[CVE-2020–15257] Don’t use --net=host . Don’t use spec.hostNetwork .

Akihiro Suda
nttlabs
Published in
5 min readNov 30, 2020

TL; DR: Running containers in the host network namespace is insecure. Don’t run Docker containers with docker run --net=host . Don’t run Kubernetes Pods with .spec.hostNetwork: true .

containerd CVE-2020–15257

CVE-2020–15257 disclosed on November 30, 2020 is an attack vector that allowed containerd containers running in the host network namespace with UID 0 to gain the host root privileges, via containerd’s abstract sockets exposed in the host network namespace.

An abstract socket is a kind of UNIX sockets but its path string starts with NUL character ( \0 ) and does not show up as a file in the user-visible file system. containerd was exposing its abstract sockets without authentication except checking UID. So, any process running in the host network namespace with UID 0 could connect to these sockets and call arbitrary API methods, including ones that executes arbitrary commands with the full root privileges.

Note that most users are not actually affected by this CVE. Docker users are affected if running docker run --net=host without specifying --user . Kubernetes users are affected if they are using containerd as the CRI runtime and running pods with .spec.hostNetwork: true without setting .spec.securityContext.runAsUser .

Abstract sockets used in containerd v1.4.2 / v1.3.8

The CVE was fixed in containerd v1.4.3/v1.3.9, by switching away from abstract sockets into plain old file-based UNIX sockets under /run/containerd .

File sockets used in containerd v1.4.3 / v1.3.9

How to see the list of containers running in the host network

Docker:

$ docker ps -a --filter 'network=host' 

Kubernetes:

$ kubectl get pods -A -o json |
jq -c '.items[] | select(.spec.hostNetwork==true) |[.metadata.namespace, .metadata.name]'

“I updated containerd, so now I can use the host network safely”

Not really. Because aside from containerd, lots of other daemons use abstract sockets as well. Such daemons include:

To see the actual abstract sockets present on your host, run grep -ao '@.*' /proc/net/unix :

$ grep -ao '@.*' /proc/net/unix 
@/org/kernel/linux/storage/multipathd
@/tmp/dbus-ihrEYFlKyT
@/containerd-shim/moby/d0f4f5dd326d505f79e20ca891ad35516656353bc7974378237826b3456bff86/shim.sock
@ISCSIADM_ABSTRACT_NAMESPACE
@/containerd-shim/moby/d0f4f5dd326d505f79e20ca891ad35516656353bc7974378237826b3456bff86/shim.sock

“So… lots of new CVEs??”

No, abstract sockets used by other daemons are unlikely to be considered worth assigning CVEs.

Actually, even containerd’s CVE-2020–15257 had been already known to (a small portion of) developers and users for years, and yet it had not been considered to be a vulnerability, because using the host network namespace is insecure regardless to existence of containerd sockets.
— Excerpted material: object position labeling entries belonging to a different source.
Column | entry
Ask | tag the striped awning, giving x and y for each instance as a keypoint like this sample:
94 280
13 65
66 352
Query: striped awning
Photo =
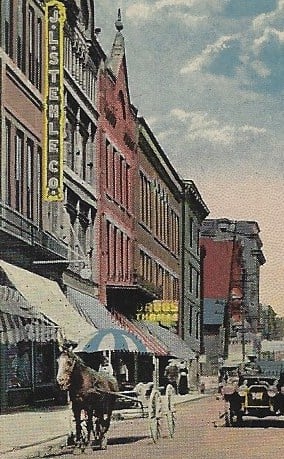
112 339
98 315
45 296
19 322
While containerd project changed the vulnerability policy considering the impact and obscurity of the attack vector, other software projects may not consider using abstract sockets as vulnerabilities, and may continue using abstract sockets without assigning CVEs.
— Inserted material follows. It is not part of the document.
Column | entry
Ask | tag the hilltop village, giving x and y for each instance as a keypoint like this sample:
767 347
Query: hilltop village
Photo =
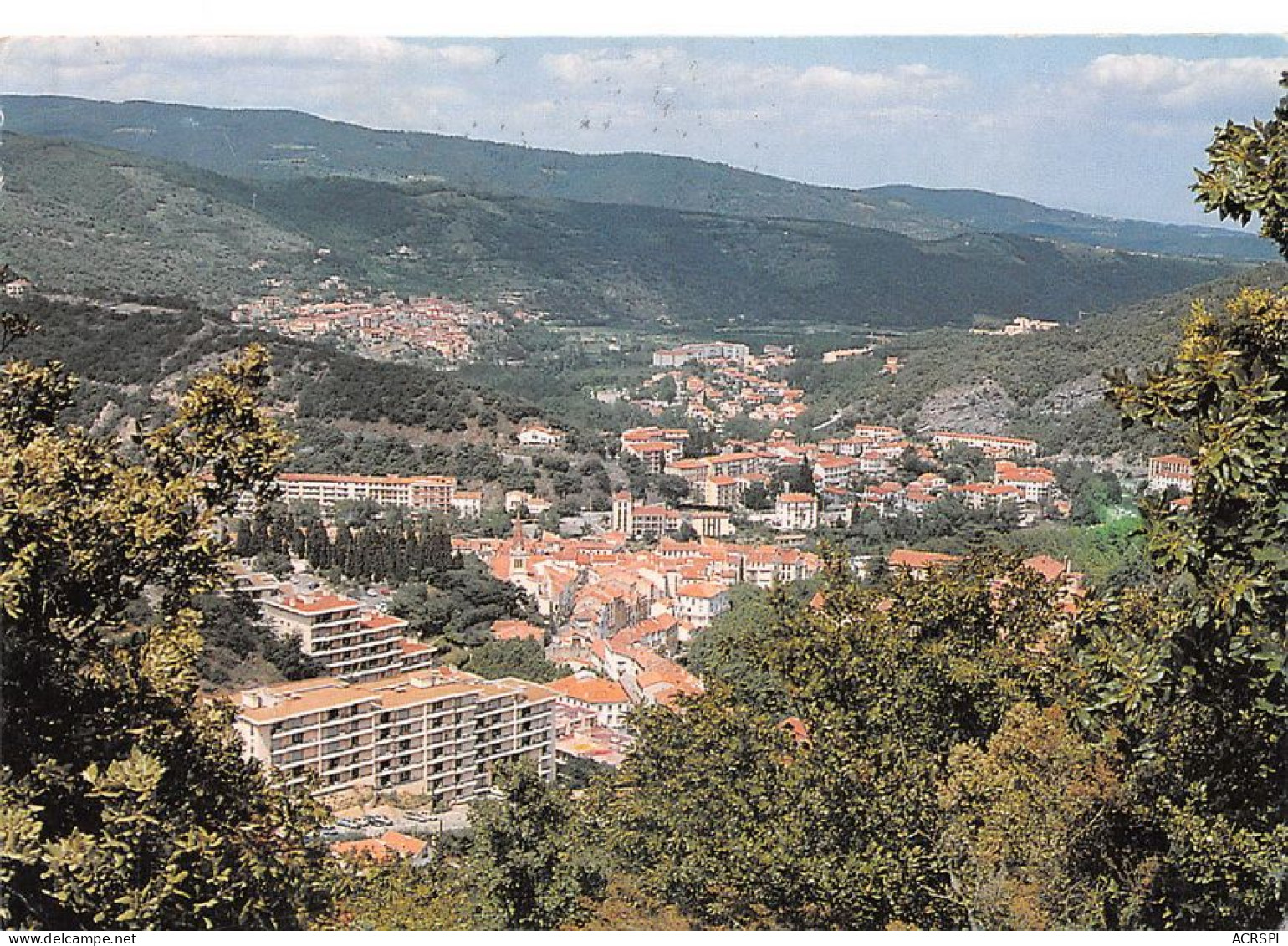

“I’m not using containerd, so I‘m unaffected”

You are potentially affected by other processes’ sockets. Regardless to your container runtime, your host probably has several abstract sockets as explained above, and these sockets are accessible from containers running in the host network namespace. It should be also noted that several runtimes including Singularity launch containers in the host network namespace by default.

However, if you are running containers with SELinux, probably you are unaffected. (See below)

“But I really need to use the host network!”

Think twice before using the host network namespace. If you want to use the host network namespace just because you don’t want to mess around with docker run -p for connecting containers from the host, consider connecting to containers by IP:

$ docker inspect -f '{{.NetworkSettings.IPAddress}}' nginx 
172.17.0.2
$ curl http://172.17.0.2
...
<title>Welcome to nginx!</title>
...

For Kubernetes, use kubectl get pods -o wide to see IPs. Also consider using kubectl port-forward or NoRouter.io to forward ports to the client. (NoRouter.io is our new project for connecting containers across hosts without a mess. I’ll post an article about NoRouter.io soon.)

Or if you don’t want to use docker run -p due to a performance issue, try disabling userland proxy (docker-proxy):

# cat <<EOF > /etc/docker/daemon.json 
{"userland-proxy": false}

EOF
# systemctl restart docker

Userland proxy has been enabled by default mostly due to compatibility and stability issues in the past, but it can be safely disabled on recent kernel (for IPv4, at least). So, probably it is going to be disabled by default in a future release of Docker.

Still if you really need to use the host network namespace, consider adopting the following solutions:

  1. Run containers as non-root users
  2. AppArmor
  3. SELinux

Solution 1: Run containers as non-root users

Whenever possible, run containers as non-root users. This simple trick can protect host abstract sockets in most cases.

For Docker, run docker run --net=host --user 12345 --security-opt no-new-privileges . Make sure to choose UID number that doesn’t conflict with the existing user accounts on the host. Specifying no-new-privileges is not necessary, but it is recommended for prohibiting privilege escalation like sudo .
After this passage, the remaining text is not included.